Rafi Solaiman

Personal information
- Nationality: English
- Born: 16 December 1999 (age 26)

Sport
- Sport: Para athletics
- Disability class: RR3, T72
- Event: 100 metres

Medal record
Men's para-athletics
Representing Great Britain
World Championships
| Silver medal – second place | 2019 Dubai | 100 m RR3 |
| Silver medal – second place | 2023 Paris | 100 m T72 |
European Championships
| Gold medal – first place | 2021 Bydgoszcz | 100 m RR3 |
| Silver medal – second place | 2018 Berlin | 100 m RR3 |

= Rafi Solaiman =

British para athlete (born 1999)

Rafi Solaiman (born 16 December 1999) is an English frame runner who competes in T72 sprint events.
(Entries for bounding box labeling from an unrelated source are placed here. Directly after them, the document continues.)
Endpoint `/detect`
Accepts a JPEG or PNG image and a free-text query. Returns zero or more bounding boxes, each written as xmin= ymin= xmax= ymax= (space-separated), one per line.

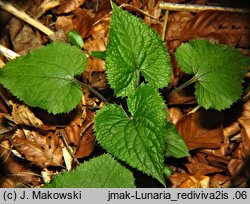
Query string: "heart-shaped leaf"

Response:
xmin=44 ymin=154 xmax=135 ymax=188
xmin=106 ymin=4 xmax=171 ymax=97
xmin=94 ymin=84 xmax=166 ymax=185
xmin=0 ymin=43 xmax=87 ymax=114
xmin=165 ymin=123 xmax=190 ymax=158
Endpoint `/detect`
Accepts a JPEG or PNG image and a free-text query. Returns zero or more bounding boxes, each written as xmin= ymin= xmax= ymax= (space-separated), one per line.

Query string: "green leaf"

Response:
xmin=175 ymin=39 xmax=250 ymax=110
xmin=44 ymin=154 xmax=135 ymax=188
xmin=94 ymin=84 xmax=166 ymax=185
xmin=68 ymin=30 xmax=83 ymax=48
xmin=106 ymin=4 xmax=171 ymax=97
xmin=90 ymin=51 xmax=106 ymax=59
xmin=0 ymin=43 xmax=87 ymax=114
xmin=165 ymin=123 xmax=190 ymax=158
xmin=163 ymin=166 xmax=174 ymax=177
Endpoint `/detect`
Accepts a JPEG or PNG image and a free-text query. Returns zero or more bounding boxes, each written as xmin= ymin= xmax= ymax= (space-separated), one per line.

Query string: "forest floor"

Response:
xmin=0 ymin=0 xmax=250 ymax=188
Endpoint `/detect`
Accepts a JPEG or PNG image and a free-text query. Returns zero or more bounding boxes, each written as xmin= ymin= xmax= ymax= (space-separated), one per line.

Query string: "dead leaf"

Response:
xmin=238 ymin=100 xmax=250 ymax=159
xmin=181 ymin=11 xmax=250 ymax=48
xmin=9 ymin=101 xmax=56 ymax=130
xmin=168 ymin=91 xmax=197 ymax=105
xmin=227 ymin=159 xmax=243 ymax=176
xmin=223 ymin=122 xmax=241 ymax=137
xmin=73 ymin=8 xmax=95 ymax=39
xmin=56 ymin=0 xmax=86 ymax=14
xmin=64 ymin=109 xmax=95 ymax=158
xmin=55 ymin=15 xmax=74 ymax=33
xmin=32 ymin=0 xmax=63 ymax=18
xmin=176 ymin=109 xmax=224 ymax=150
xmin=168 ymin=173 xmax=210 ymax=188
xmin=166 ymin=12 xmax=194 ymax=53
xmin=12 ymin=129 xmax=63 ymax=167
xmin=168 ymin=107 xmax=183 ymax=125
xmin=209 ymin=174 xmax=230 ymax=188
xmin=9 ymin=17 xmax=42 ymax=55
xmin=241 ymin=122 xmax=250 ymax=159
xmin=0 ymin=140 xmax=41 ymax=188
xmin=184 ymin=158 xmax=225 ymax=175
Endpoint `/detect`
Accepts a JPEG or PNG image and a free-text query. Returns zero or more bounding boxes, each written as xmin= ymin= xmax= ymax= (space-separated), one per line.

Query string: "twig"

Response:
xmin=0 ymin=44 xmax=20 ymax=60
xmin=159 ymin=2 xmax=250 ymax=13
xmin=59 ymin=131 xmax=80 ymax=165
xmin=0 ymin=0 xmax=54 ymax=36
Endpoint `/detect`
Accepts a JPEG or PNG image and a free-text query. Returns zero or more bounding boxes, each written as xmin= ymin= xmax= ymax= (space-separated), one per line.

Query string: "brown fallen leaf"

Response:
xmin=32 ymin=0 xmax=64 ymax=18
xmin=55 ymin=15 xmax=74 ymax=33
xmin=209 ymin=174 xmax=230 ymax=188
xmin=227 ymin=159 xmax=244 ymax=176
xmin=9 ymin=17 xmax=42 ymax=55
xmin=167 ymin=173 xmax=210 ymax=188
xmin=176 ymin=109 xmax=224 ymax=150
xmin=166 ymin=12 xmax=194 ymax=53
xmin=238 ymin=100 xmax=250 ymax=159
xmin=223 ymin=122 xmax=241 ymax=137
xmin=181 ymin=11 xmax=250 ymax=48
xmin=0 ymin=140 xmax=41 ymax=188
xmin=12 ymin=129 xmax=63 ymax=167
xmin=6 ymin=101 xmax=56 ymax=130
xmin=73 ymin=8 xmax=95 ymax=39
xmin=184 ymin=158 xmax=225 ymax=175
xmin=55 ymin=0 xmax=86 ymax=14
xmin=168 ymin=107 xmax=183 ymax=125
xmin=168 ymin=92 xmax=197 ymax=105
xmin=64 ymin=109 xmax=95 ymax=158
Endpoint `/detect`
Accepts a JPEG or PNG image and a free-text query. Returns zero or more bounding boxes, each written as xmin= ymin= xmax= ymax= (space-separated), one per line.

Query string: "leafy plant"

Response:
xmin=175 ymin=40 xmax=250 ymax=110
xmin=0 ymin=43 xmax=87 ymax=114
xmin=44 ymin=154 xmax=135 ymax=188
xmin=0 ymin=1 xmax=250 ymax=187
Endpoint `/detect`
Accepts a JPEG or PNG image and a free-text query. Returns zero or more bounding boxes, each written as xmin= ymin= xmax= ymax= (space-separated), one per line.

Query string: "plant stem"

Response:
xmin=161 ymin=10 xmax=169 ymax=41
xmin=159 ymin=2 xmax=250 ymax=13
xmin=136 ymin=69 xmax=141 ymax=88
xmin=168 ymin=76 xmax=196 ymax=98
xmin=73 ymin=78 xmax=108 ymax=103
xmin=0 ymin=0 xmax=54 ymax=36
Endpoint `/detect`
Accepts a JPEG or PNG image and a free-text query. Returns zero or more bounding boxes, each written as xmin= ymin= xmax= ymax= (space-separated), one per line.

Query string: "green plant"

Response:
xmin=0 ymin=4 xmax=250 ymax=187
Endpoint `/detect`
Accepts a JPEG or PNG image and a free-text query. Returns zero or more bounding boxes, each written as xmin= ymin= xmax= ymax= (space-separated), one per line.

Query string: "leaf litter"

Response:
xmin=0 ymin=0 xmax=250 ymax=188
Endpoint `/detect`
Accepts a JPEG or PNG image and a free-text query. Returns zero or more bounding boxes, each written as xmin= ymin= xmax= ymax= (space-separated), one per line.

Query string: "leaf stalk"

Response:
xmin=168 ymin=76 xmax=196 ymax=98
xmin=73 ymin=78 xmax=108 ymax=103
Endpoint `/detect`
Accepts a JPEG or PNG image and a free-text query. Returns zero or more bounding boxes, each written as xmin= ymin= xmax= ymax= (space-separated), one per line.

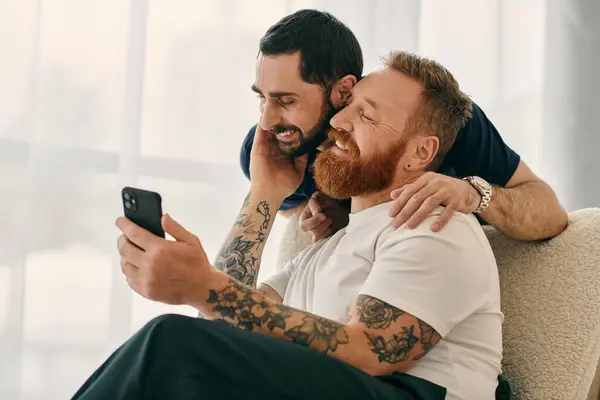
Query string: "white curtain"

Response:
xmin=0 ymin=0 xmax=598 ymax=400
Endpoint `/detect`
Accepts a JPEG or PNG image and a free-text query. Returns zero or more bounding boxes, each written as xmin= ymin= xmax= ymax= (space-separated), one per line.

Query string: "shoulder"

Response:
xmin=377 ymin=207 xmax=496 ymax=267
He is a two-time World medalist and two-time European medalist.

==Early life==
When Solaiman was twelve years of age, he suffered a stroke in which he would survive, spending six months in Sheffield Children’s Hospital and four months in a rehabilitation centre. Shortly afterward, he would discover frame running. He stated that it helped him accept his medical condition and also opened doors he hadn't thought of.

==Career==
In July 2018, Solaiman was named to British team for the European Championships. He competed in the 100 m RR3 event and won the silver medal. Solaiman competed at the 2019 World Para Athletics Championships and won the silver medal in the 100 metres RR3 event.

Solaiman competed in the 2021 European Championships and won the gold medal in the 100 m RR3 event.

In June 2023, Solaiman was named to the British team for the 2023 World Para Athletics Championships. There, he won the silver medal in the 100 metres T72 event.